Summary: 80,000 Hours Podcast — Nick Joseph on Anthropic’s Safety Approach
Overview
In episode #197 of the 80,000 Hours Podcast, Nick Joseph — head of training at anthropic and a co-founder who left OpenAI — explains Anthropic’s Responsible Scaling Policy (RSP), a framework for evaluating and mitigating risks from increasingly capable AI models. The RSP represents one of the most concrete institutional safety frameworks in the industry, defining specific safety levels, evaluations, and required precautions before models can be trained or deployed.
The Responsible Scaling Policy
The RSP is structured around three interlocking components:
1. Safety Levels
Anthropic defines a hierarchy of safety levels corresponding to different degrees of model risk. Each level specifies what a model at that risk tier could potentially do and what safeguards are required. This graduated approach allows safety requirements to scale with capability — early models face lighter requirements, while more capable models trigger increasingly stringent precautions.
2. Capability Evaluations
Before training or deploying a model, Anthropic runs evaluations designed to assess whether the model has reached dangerous capability thresholds. These evaluations are not just performance benchmarks; they specifically test for capabilities that could enable catastrophic harm.

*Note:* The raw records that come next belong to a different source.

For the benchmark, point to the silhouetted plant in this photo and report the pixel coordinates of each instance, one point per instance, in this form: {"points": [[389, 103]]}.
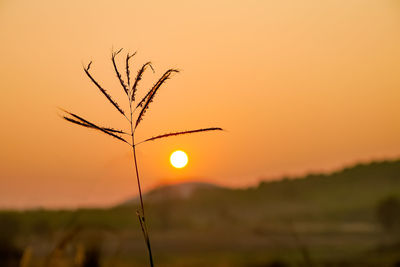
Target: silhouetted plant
{"points": [[141, 107]]}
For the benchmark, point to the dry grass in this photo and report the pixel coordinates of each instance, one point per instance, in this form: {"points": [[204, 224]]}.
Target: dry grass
{"points": [[142, 107]]}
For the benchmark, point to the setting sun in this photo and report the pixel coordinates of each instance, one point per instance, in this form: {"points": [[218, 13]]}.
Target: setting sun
{"points": [[178, 159]]}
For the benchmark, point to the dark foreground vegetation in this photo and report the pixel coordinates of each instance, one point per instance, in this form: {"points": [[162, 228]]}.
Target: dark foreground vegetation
{"points": [[347, 218]]}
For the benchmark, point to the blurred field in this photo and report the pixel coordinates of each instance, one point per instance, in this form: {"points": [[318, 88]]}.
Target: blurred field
{"points": [[318, 220]]}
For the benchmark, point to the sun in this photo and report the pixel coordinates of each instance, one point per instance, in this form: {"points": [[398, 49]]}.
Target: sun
{"points": [[178, 159]]}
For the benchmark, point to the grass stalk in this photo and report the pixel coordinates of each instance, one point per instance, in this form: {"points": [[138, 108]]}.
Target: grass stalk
{"points": [[118, 134]]}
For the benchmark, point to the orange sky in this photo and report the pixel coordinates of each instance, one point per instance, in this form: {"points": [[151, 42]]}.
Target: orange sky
{"points": [[300, 86]]}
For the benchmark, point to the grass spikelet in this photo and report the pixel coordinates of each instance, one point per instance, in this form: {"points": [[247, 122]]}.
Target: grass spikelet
{"points": [[181, 133], [89, 126], [144, 104], [124, 86], [139, 77], [85, 123], [102, 89], [150, 95]]}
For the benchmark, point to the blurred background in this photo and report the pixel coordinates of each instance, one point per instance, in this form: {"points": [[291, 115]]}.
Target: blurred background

Joseph distinguishes between two types of capability thresholds:
- Red-line capabilities — The actually dangerous capabilities. Anthropic will not train a model that has these capabilities until the next set of precautions is in place.
- Yellow-line evaluations — Early warning tests that flag when a model is approaching (but has not yet reached) dangerous capability levels, giving the team time to prepare mitigations.
3. Required Precautions
For each safety level, the RSP specifies the precautions that must be implemented before a model at that level can be trained or deployed. This creates a contractual relationship between capability and safety: scaling up requires demonstrated safety measures.
Chaining and Consistency
An important technical insight from the episode is the distinction between a model having a dangerous capability in isolation versus being able to chain capabilities into sustained, long-running threats. Joseph emphasizes that for an AI system to pose catastrophic risk, it typically needs to succeed consistently across many steps. A model that can occasionally produce dangerous outputs is far less concerning than one that can reliably execute multi-step plans. This connects directly to buck-shlegeris’s work on ai-control and the compound-probability defense against multi-step attacks.
Comparison to Other Frameworks
Joseph places Anthropic’s RSP in context alongside:
- OpenAI’s Preparedness Framework — A similar evaluation-based approach to managing risk from frontier models.
- DeepMind’s Frontier Safety Framework — Google DeepMind’s version of graduated safety requirements.
While all three frameworks share the core idea of tying safety requirements to capability levels, the RSP was among the first to be publicly articulated with specific, auditable commitments.
The Anthropic Safety Culture
Beyond the formal policy, Joseph discusses Anthropic’s organizational culture around safety. As a company that was founded explicitly to do AI safety research while also building competitive models, Anthropic faces the fundamental tension between commercial pressure and safety commitments. Joseph’s perspective — as someone who left OpenAI to help build a more safety-focused company — provides insight into how institutional structures can either support or undermine safety work.
Significance
The Responsible Scaling Policy has been influential beyond Anthropic, helping to establish the norm that AI companies should have explicit, public frameworks tying safety requirements to capability levels. The concept of “if-then” commitments (if the model reaches capability X, then precaution Y is required) provides a concrete alternative to vaguer promises about “taking safety seriously.”
The episode is also valuable as a window into the practical challenges of implementing safety at a frontier AI lab — balancing the desire for rigor with the need for organizational flexibility as capabilities and risks evolve rapidly.